4.7 Functions

Just as a variable is a symbolic representation of a value, a function is a symbolic representation of code. In other words, a function allows you to substitute a short name, e.g. mean, for a set of operations on a given input, e.g. the sum of a set of numbers divided by the number of numbers. R provides a very large number of functions for common operations in its default environment, and more functions are provided by packages you can install separately.

Encapsulating many lines of code into a function is useful for (at least) five distinct reasons:

  1. Make your code more concise and readable
  2. Allow you to avoid writing the same code over and over (i.e. reuse it)
  3. Allow you to systematically test pieces of your code to make sure they do what you intend
  4. Allow you to share your code easily with others
  5. Program using a functional programming style (see note box below)

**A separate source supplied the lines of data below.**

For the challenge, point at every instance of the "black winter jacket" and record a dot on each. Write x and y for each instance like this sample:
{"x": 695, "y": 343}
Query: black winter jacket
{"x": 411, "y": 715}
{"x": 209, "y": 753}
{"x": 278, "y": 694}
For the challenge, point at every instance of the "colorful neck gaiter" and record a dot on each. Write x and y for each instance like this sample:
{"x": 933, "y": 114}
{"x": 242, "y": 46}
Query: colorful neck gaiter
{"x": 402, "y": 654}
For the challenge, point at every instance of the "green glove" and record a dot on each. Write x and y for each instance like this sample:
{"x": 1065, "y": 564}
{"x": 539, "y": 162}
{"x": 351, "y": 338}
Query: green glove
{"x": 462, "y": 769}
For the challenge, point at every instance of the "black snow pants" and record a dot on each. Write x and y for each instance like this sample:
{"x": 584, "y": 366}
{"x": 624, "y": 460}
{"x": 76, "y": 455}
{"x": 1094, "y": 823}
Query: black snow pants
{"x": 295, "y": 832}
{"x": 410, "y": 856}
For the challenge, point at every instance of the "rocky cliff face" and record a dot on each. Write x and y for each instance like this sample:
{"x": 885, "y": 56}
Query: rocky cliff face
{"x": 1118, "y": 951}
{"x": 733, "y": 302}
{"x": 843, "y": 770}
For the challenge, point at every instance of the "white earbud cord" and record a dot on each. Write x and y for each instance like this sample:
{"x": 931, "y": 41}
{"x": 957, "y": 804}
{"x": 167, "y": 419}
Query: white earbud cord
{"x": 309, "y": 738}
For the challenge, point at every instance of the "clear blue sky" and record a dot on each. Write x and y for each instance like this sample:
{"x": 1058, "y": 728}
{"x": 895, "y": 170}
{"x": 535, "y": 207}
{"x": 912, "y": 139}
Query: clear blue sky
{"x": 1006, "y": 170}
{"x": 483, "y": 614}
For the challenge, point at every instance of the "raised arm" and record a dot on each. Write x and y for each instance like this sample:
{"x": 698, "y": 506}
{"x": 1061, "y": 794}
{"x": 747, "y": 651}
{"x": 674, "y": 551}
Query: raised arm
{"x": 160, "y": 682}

At its core, R is a functional programming language. The details of what this means are outside the scope of this book, but as the name implies this refers to the language being structured around the use of functions. While this property has technical implications on the structure of the language, a more important consequence is the style of programming it entails. The functional programming style (or paradigm) has many advantages, including generally producing programs that are more concise, predictable, provably correct, and performant. provides a good starting point for learning about functional programming.

In order to do anything useful, a function must generally be able to accept and execute on different inputs; e.g. the mean function wouldn’t be very useful if it didn’t accept a value! The terminology used in R and many other programming languages for this is the function must accept or allow you to pass it arguments. In R, functions accept arguments using the following *pattern:

# a basic function signature
function_name(arg1, arg2) # function accepts exactly 2 arguments

Here, arg1 and arg2 are formal arguments or named arguments, indicating this function accepts two arguments. The name of the function (i.e. function_name) and the pattern of arguments it accepts is called the function’s signature. Every function has at least one signature, and it is critical to understand it in order to use the function properly.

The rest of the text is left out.